Not working with multiples of the vector length makes our life complicated when writing vectorized code. For our SVE-based small GEMMs we first assumed a fixed vector length of 256 bits when writing Section 7.2’s $(32 \times 6) = (32 \times 1) \times (6 \times 1)$ microkernel. We could then generalize the scope of our GEMMs to multiples of the microkernel’s sizes through loops over $M$ , $N$ and $K$ . A similar approach is feasible for most other instruction sets, e.g., ASIMD, AVX512 or OpenPower. Only Section 7.5’s uncommon $M = 31$ situation gave a glimpse into the power of VLA programming. Through predication, we were able to simply shorten the vector length of a single instruction. If programming ASIMD code, as one would have if targeting Neoverse N1, we would have to issue multiple instruction to do the same.

In the case of the triad_high function the situation is even more complex since the number of iterations is parameter-dependent. Now, one would typically implement two loops if writing ASIMD code: One which does full vector instructions and a drain loop which takes care of the remaining iterations. Instead, we’ll use SVE’s predicated instructions to express the same functionality with less instructions.

Tasks

Implement a VLA function triad_low in the file triad_low.s with the following signature:

void triad_low( uint64_t         i_n_values,
                float    const * i_a,
                float    const * i_b,
                float          * o_c )

Exploit SVE’s predicated vector instructions and use only a single loop to implement the functionality of triad_high.
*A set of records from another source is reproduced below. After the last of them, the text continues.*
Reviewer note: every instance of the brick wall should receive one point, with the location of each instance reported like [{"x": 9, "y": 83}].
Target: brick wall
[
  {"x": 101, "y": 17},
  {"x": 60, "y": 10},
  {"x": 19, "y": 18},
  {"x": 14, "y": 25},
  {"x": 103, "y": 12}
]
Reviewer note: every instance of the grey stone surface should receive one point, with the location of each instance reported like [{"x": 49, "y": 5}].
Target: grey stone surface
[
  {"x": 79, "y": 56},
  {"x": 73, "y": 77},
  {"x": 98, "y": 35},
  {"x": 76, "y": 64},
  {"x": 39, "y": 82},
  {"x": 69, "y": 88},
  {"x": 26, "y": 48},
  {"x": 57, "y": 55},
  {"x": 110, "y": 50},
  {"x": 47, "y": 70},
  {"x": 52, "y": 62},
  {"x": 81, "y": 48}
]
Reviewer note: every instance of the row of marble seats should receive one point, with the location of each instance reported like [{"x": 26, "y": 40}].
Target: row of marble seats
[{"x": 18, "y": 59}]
Test and verify your function triad_low. Use different array sizes and emulated vector lengths in your tests!

Hint

You can implement triad_low by using the SVE instructions whilelt, b.none, fmov, ld1w, fmla, st1w, incw and b.any.

8.3. SVE2

The Scalable Vector Extension version two (SVE2) is a superset of SVE. SVE2 is an optional feature in Armv9 and extends SVE by introducing instructions tailored to diverse workloads, e.g., Machine Learning, genomics or databases.

Tasks

Have a look at the tutorial Introduction to SVE2.
Write a small kernel to illustrate the behavior of the SVE2 instructions FMLALB, FMLALT.
Write a small kernel to illustrate the behavior of the SVE2 instruction EOR3.

Hint

You’ll have to compile your code with enabled SVE2-support, e.g., by providing the flag -march=armv8-a+sve2 to Clang or GCC.

Hint

Use #include <arm_fp16.h> in your driver to use the data type float16_t. Details are available in the documentation of the Arm C Language Extensions.